100$ party SNG
Total number of players : 4
Seat 2: SDGuy (455)
Seat 5: mtfulco (400)
Seat 6: jmark71 (8070)
Seat 10: AlixM (1075)
mtfulco posts small blind (100)
jmark71 posts big blind (200)
** Dealing down cards **
Dealt to AlixM [ 7d, 7s ]

your move ?

What if the small stacks will automatically fold and the big stack will only call with a pair, an ace or 2 cards >= T ?

I was gonna say push until i saw the 100+9 lol, I think i push this anyways let him call, you got 5BB and you don't got a lock on the money yet, why would he call with any two over ten it don't make a lot of sense. I push and hope an SS calls me and big stack folds.

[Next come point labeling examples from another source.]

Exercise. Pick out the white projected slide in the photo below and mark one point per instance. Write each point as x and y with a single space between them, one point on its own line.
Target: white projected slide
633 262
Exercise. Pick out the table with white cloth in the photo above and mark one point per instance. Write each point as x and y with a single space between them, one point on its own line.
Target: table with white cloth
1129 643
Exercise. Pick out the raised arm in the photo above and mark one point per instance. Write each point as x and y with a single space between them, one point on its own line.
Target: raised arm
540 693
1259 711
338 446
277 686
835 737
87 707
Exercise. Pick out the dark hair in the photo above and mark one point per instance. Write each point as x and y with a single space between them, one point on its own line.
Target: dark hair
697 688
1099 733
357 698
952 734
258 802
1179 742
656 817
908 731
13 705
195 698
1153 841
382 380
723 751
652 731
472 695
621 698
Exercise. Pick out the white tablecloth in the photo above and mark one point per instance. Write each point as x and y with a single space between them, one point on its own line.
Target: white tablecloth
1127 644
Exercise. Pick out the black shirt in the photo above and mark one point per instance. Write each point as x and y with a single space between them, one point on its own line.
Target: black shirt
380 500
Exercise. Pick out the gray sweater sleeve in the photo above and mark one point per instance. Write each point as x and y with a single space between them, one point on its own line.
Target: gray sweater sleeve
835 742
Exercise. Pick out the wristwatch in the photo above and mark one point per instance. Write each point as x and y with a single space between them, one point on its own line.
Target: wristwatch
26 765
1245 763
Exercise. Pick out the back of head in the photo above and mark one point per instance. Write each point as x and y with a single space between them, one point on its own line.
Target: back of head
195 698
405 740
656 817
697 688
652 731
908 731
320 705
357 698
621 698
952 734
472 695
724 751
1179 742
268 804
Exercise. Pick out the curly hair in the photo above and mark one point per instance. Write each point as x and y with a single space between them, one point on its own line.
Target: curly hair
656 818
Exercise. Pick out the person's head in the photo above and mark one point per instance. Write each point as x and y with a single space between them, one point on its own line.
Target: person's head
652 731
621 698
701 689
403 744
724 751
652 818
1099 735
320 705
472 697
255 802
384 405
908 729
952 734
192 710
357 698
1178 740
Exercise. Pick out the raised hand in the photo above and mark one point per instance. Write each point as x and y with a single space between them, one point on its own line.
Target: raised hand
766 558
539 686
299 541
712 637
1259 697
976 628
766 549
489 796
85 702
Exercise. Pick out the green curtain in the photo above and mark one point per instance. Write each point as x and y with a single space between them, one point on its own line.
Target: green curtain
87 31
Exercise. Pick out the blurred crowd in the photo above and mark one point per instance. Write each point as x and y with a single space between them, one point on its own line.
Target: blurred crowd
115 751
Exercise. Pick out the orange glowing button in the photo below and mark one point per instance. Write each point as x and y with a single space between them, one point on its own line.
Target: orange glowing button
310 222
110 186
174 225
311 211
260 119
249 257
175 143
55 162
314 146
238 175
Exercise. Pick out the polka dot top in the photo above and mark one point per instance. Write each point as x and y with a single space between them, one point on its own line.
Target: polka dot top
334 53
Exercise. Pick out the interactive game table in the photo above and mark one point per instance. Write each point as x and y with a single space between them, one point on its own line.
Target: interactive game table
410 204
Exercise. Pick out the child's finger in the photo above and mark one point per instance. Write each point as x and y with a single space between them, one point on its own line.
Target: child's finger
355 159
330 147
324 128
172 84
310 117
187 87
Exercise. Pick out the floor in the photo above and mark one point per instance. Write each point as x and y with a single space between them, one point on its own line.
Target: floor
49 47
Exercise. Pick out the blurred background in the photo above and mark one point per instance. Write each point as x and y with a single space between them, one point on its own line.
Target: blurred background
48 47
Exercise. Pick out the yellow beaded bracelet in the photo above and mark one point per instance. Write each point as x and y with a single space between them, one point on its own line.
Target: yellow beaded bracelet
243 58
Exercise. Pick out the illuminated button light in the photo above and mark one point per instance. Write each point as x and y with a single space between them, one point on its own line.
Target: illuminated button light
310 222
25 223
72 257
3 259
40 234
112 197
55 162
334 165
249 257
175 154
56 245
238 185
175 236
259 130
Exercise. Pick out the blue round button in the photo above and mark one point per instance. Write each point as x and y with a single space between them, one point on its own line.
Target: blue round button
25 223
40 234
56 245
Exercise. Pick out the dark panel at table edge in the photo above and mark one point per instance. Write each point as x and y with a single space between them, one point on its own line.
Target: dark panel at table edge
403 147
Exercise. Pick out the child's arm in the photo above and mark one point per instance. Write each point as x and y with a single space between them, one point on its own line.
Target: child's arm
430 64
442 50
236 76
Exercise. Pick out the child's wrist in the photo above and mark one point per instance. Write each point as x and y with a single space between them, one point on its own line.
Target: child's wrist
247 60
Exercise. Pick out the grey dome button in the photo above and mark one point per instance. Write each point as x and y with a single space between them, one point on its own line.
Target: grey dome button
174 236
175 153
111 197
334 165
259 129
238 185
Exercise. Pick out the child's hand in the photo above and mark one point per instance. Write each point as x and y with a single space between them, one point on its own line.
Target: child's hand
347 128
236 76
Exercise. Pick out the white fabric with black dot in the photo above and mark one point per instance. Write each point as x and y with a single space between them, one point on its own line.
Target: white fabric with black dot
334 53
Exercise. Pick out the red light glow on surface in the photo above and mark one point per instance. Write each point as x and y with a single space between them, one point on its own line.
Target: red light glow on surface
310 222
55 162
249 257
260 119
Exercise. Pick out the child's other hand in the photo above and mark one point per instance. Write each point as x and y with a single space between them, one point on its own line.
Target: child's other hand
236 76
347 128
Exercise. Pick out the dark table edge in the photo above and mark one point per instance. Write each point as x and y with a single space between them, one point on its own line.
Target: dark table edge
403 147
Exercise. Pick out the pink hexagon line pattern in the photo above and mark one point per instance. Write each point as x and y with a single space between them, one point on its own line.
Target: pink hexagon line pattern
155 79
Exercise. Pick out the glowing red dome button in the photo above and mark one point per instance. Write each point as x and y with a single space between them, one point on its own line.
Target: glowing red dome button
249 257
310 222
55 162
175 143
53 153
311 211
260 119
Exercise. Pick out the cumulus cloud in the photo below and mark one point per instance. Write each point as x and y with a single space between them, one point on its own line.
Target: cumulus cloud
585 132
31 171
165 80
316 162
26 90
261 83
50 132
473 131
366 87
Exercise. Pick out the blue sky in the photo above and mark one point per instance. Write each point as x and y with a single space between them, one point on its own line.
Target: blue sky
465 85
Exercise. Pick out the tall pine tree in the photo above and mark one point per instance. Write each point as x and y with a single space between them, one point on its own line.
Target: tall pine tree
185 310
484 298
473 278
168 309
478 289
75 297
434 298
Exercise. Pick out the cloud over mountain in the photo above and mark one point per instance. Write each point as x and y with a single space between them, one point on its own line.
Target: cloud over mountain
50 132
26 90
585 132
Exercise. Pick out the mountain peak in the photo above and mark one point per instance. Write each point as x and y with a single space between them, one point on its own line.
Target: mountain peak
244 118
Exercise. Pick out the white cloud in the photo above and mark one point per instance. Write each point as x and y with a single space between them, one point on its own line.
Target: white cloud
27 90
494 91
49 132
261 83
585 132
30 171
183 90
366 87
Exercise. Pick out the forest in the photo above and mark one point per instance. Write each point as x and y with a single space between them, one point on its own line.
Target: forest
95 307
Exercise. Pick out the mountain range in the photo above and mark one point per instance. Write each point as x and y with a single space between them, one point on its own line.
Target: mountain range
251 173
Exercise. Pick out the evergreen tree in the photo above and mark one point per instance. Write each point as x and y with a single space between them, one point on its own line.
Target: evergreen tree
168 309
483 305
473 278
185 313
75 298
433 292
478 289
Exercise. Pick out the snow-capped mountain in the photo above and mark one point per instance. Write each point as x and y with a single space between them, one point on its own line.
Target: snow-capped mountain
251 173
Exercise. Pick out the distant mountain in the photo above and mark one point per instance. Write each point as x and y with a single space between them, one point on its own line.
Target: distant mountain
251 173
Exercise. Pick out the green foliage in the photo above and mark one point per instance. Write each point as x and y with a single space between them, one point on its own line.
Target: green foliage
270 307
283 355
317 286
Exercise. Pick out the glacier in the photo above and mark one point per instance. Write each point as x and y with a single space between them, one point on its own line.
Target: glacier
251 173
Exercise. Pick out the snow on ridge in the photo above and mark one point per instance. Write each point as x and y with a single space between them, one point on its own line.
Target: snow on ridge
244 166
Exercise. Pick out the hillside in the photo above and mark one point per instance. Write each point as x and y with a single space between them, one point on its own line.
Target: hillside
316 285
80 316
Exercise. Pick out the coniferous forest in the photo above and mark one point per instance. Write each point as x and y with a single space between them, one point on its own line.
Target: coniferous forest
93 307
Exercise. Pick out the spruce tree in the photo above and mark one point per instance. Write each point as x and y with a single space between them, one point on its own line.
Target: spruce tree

disclaimer - i never once played a 100 sng.

Regards Mack

well you cant fold and no matter what you do there is a good chance the big stack will call with a hand you can beat like Ax or KQs or something like that, not that you want to be called. i would push here without a second thought. i know that you want to outlast the short stacks, but if one of them goes all in and doubles up they will be almost equal to you and there is still a good chance of an uncntested win.

Pat

I push this. 77 is a good hand late, especially when you're sitting with a 5 BB stack.

I think folding is correct, but it's close, and very dependant on the bb's playing style.

In my analysis, I use the Sklansky-Peacock tournament equity model, which is explained here (http://tinyurl.com/6vmz3).

First, why should a rational big stack call with a lot of hands here ? Because he has more to gain by busting me than what he has to lose by losing a few of his chips. There is a boundary effect that constitutes an exception to the rule that says that the chip equity curve is concave.

If the bb folds, his $ev is 455$. If he busts me, his $ev goes up to 485$, and if he loses 875 chips, doubling me up, it goes down to 435$. So he gains 30 or he loses 20. This means he only needs a 36.2% winning chance to be correct to put 875 more chips in.

Now, let's look at my position. I did ev calculations by using a hand matchup table, and enumerating all possible weighted matchups.

If I fold, my $ev is 253$.

If I push and the bb calls with anything, my $ev goes down to 174$, even if my Tev goes up.

Now with the set of calling hands that I suggested, which I think is too tight, my $ev is 287$. So in this case pushing is correct, and stays so even if wa account for the small stacks calling with big pairs.

But this is a situation where I'm either a little right or quite wrong, which makes a case for passing.

But this problem is still open until someone computes the Nash equilibrium, using some reasonable assumptions to reduce it to a two player game.